Honteuse, elle écouta Noway lui remémorer qu’il avait dû la rappeler à la réalité, la sommer d’agir. Un HC exhortant une Bullite au sang-froid, c’était le monde à l’envers !

Elle avait alors réussi à s’approcher de l’infra pour lui donner sa veste tandis que la pauvre femme lui racontait son calvaire : battue et violée par des brutes.

Alka avait alors recouvré un peu de lucidité. Elle avait indiqué à l’ouvrière qu’il fallait aller chez le médic. Elle avait demandé à Noway de sortir pour lui trouver des vêtements. Il avait eu la présence d’esprit de penser à prévenir les contrôleurs de se tenir prêt à pister d’éventuels fuyards. Quelle humiliation quand elle y repensait mais, il avait eu raison, les coupables avaient pu être identifiés ainsi.

Noway et elle avaient accompagnés Effie dans le bâtiment médical. Elle avait été placé en caisson de restauration physique et psychique.

Fin de l’histoire. Rien ne pouvait expliquer son moment d’égarement.

— « Bleu à l’infini,

Loin, le bruit de mes pas

Je suis un oiseau … »

Il eut un léger sursaut. Des larmes roulèrent sur les joues d’Alka, bien malgré elle.

— Je n’avais jamais volé avant, avoua-t-il dans un sourire.

Elle le regarda, stupéfaite. Pourquoi l’exprimer ainsi ?

Il baissa les yeux, puis son regard s’enfuit par la fenêtre. Il murmura, d’une voix à peine audible :

— C’était dur pour moi aussi. J’avais besoin de retrouver des moments plus agréables. L’écrire comme ça, C’est une façon de retrouver ces sensations… ça me protège un peu de l’horreur du monde.

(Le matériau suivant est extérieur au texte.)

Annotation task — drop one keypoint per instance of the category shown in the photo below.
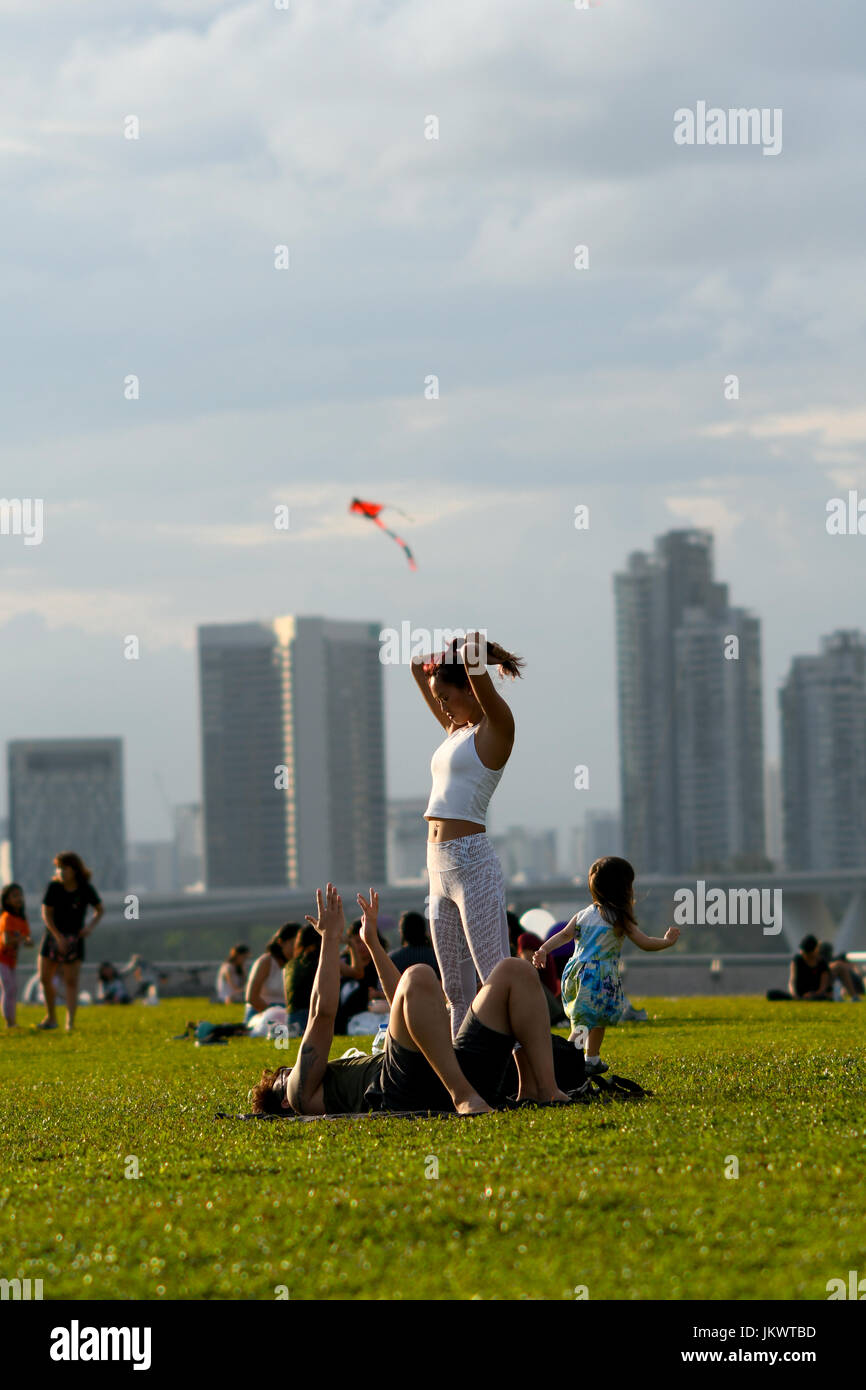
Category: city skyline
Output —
(581, 805)
(603, 384)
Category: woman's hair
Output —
(287, 933)
(528, 941)
(6, 895)
(71, 861)
(610, 881)
(449, 666)
(309, 937)
(413, 929)
(264, 1098)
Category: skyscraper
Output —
(293, 752)
(823, 751)
(67, 794)
(691, 734)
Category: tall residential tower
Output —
(293, 752)
(691, 731)
(823, 756)
(67, 794)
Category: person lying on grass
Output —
(420, 1069)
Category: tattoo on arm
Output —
(306, 1062)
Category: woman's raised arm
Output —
(417, 670)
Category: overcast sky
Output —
(409, 257)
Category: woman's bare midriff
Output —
(441, 830)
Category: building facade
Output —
(823, 756)
(690, 713)
(67, 794)
(292, 752)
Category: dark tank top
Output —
(346, 1080)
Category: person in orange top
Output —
(14, 929)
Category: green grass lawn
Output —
(628, 1200)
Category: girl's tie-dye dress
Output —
(592, 990)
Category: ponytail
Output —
(449, 663)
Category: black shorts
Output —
(50, 950)
(407, 1082)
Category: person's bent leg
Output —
(46, 977)
(70, 980)
(419, 1022)
(9, 993)
(512, 1001)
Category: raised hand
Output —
(370, 915)
(331, 919)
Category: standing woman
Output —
(467, 915)
(64, 909)
(264, 987)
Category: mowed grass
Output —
(628, 1200)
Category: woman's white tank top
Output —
(462, 784)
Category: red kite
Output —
(371, 512)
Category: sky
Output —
(412, 257)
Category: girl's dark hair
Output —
(71, 861)
(6, 895)
(264, 1098)
(449, 666)
(309, 937)
(287, 933)
(610, 881)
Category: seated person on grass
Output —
(809, 977)
(420, 1068)
(843, 970)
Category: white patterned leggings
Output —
(467, 920)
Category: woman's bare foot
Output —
(474, 1104)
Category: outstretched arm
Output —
(496, 737)
(309, 1072)
(562, 938)
(417, 670)
(645, 943)
(389, 976)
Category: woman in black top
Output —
(64, 909)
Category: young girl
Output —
(14, 930)
(467, 911)
(592, 991)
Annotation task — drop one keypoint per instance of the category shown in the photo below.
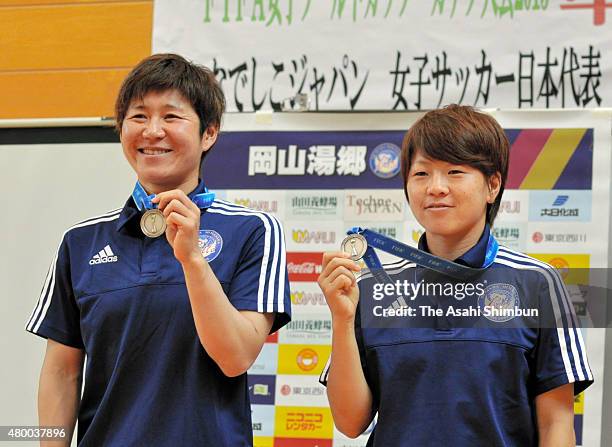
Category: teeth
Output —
(154, 151)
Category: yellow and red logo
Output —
(302, 359)
(307, 359)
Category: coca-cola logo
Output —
(304, 266)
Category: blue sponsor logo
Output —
(498, 302)
(560, 206)
(385, 160)
(560, 200)
(267, 360)
(210, 244)
(262, 389)
(262, 417)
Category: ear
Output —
(209, 138)
(494, 185)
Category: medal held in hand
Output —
(153, 223)
(355, 245)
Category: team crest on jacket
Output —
(498, 302)
(210, 244)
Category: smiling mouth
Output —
(147, 151)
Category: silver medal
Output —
(354, 245)
(153, 223)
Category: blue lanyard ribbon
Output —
(143, 200)
(420, 257)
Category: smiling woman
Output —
(492, 385)
(161, 140)
(169, 325)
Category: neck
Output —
(452, 247)
(186, 187)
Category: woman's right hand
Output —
(337, 281)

Elle suivit le chemin tracé par son regard et, elle aussi, elle s’envola. Elle se retrouva dans le cockpit, les mains entourées du halo bleu de l’empreinte de commande. Et, elle poussa l’engin à pleine puissance jusqu’à ce que les hommes, les bulles, tout disparaisse dans un fondu de bleu et blanc. Elle ne fut plus qu’un atome fou de cet univers, qui fonçait vers sa prochaine collision.

Et…

Elle rouvrit les yeux, elle sourit. Un sourire salé de larmes.

Noway avait raison, ça protègeait un peu la mémoire.

Mais, elle ne voulait plus avoir à ressentir ces drôles de sensations qu’elle ne parvenait pas à nommer.

Elle devait se ressaisir. Elle allait redevenir la Bullite à l’esprit aiguisé qu’elle avait toujours été. Elle plongerait dans l’ADN de ces barbares et chercher tant qu’il le faudrait.